Martin Bergeron et Jean-François Pinard livrent un numéro cocasse dans la pièce "Petit déjeuner compris" qui est présentée par le Théâtre des Nouveaux compagnons .

Dans l’intimité d’une chambre d’hôtel

Trois-Rivières — La première production de la 99e saison du Théâtre des nouveaux compagnons a été choisie pour ses propriétés comiques qui mettent un baume sur la déprime automnale. "Petit déjeuner compris" est une succession de sketchs qui se déroulent dans un hôtel bas de gamme. Un lieu des plus fertiles pour y faire parader une série de personnages plus tordants les uns que les autres.
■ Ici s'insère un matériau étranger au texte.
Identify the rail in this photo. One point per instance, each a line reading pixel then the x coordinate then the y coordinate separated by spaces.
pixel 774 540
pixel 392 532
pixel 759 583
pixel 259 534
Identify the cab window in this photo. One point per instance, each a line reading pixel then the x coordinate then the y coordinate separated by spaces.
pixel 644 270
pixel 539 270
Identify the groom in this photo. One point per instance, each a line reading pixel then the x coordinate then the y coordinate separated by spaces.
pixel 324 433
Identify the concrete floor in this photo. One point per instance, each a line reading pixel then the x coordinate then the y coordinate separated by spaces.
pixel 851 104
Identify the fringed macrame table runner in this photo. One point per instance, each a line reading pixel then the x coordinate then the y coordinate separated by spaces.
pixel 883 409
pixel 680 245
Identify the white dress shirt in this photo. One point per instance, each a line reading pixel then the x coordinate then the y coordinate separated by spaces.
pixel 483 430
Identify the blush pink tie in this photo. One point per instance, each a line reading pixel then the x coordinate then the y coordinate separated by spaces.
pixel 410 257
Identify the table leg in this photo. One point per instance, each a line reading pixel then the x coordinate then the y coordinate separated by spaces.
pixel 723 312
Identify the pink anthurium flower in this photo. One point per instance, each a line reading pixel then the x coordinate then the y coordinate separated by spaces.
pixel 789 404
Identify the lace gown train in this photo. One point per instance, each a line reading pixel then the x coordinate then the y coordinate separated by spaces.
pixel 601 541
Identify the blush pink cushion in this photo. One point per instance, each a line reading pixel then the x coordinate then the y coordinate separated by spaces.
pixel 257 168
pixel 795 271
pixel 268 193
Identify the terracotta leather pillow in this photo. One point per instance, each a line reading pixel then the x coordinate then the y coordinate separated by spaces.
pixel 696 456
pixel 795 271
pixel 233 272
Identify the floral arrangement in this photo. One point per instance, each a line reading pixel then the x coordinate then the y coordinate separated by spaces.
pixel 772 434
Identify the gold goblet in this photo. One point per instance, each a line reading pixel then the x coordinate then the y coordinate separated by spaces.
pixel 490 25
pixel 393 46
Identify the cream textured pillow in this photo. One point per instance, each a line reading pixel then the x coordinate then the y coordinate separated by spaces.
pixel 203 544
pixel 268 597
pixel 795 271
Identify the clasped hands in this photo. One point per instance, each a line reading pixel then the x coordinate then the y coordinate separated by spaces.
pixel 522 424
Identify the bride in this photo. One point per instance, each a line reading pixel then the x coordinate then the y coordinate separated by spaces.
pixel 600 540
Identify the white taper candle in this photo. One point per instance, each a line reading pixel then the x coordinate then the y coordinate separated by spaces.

Évidemment, une impressionnante quantité de personnages fait fonctionner la pièce de Christine Reverho, adaptée par Benoît Girard. C’était d’ailleurs un des principaux défis de la metteure en scène Valérie Gagné qui devait gérer un grand bassin de comédiens pour combler tous les postes. Bien qu’elle ait dû effectuer un remplacement de dernière minute, elle est quand même arrivée à mobiliser tous ces gens, 17 comédiens en tout, autour de son projet. C’est digne de mention. Plusieurs d’entre eux ont d’ailleurs fait très bonne figure pour dérider le public. On pense notamment à Adamo Ionata qui interprète deux personnages et qui livre un jeu détendu et bienvenu en début de spectacle. Ça compensait pour l’intro qui manquait un peu de piquant, mais mettons ça sur le dos du stress de la première. Malgré le début de la soirée un peu laborieux, le rythme s’est véritablement installé en deuxième partie et la pièce a pu prendre son envol.

Martin Bergeron fait également un travail remarquable. Quand il se retrouve dans la même scène qu’Adamo Ionata, on a le droit à la totale. Même ce pauvre Robert Turcotte en homme saoul, qui se fait brasser comme ce n’est pas permis, fait un travail remarquable sans dire un mot. Au lieu des traditionnelles fleurs, on suggère de lui envoyer de l’onguent pour les douleurs musculaires ou encore des comprimés d’ibuprofène pour qu’il puisse tenir le coup. Il en aura probablement besoin. Parlons maintenant du décor. Du magnifique décor. Valérie Gagné disait en tirer une grande fierté. On comprend rapidement pourquoi. La structure conçue par Patrice Martin est impressionnante et réaliste. C’est déjà tout un accomplissement, mais en plus, la configuration des lieux sert parfaitement l’histoire. Chapeau! On sent presque l’odeur d’humidité caractéristique de ce genre de lieu.

Quand il y a des bris, la concierge des lieux, incarnée par Katheryne Saint-Germain, n’est jamais bien loin avec une grande variété de rubans adhésifs colorés qui viennent bonifier le décor.

Dans la catégorie des bons coups, on peut aussi y classer le caméo fait par un invité-surprise tous les soirs. Le soir de première, c’est l’auteur Guillaume Morrissette qui s’était prêté au jeu de belle façon. Sa performance, bien que brève, s’insérait parfaitement dans le déroulement de la pièce et a provoqué l’hilarité générale. Adamo Ionata et Martin Bergeron étaient des partenaires de choix pour ce numéro qui a fait mouche. On se demande qui seront les prochaines personnalités à se prêter au jeu, mais, chose certaine, la formule est tout à fait charmante et promet de faire sourire à tout coup.

Les clins d’œil musicaux ajoutent une touche intéressante qui fait aussi sourire à quelques reprises. Cette production sera à nouveau présentée samedi à 20 h et dimanche à 14 h ainsi que le 15, 16 et 17 novembre à 20 h à la salle Anaïs-Allard-Rousseau.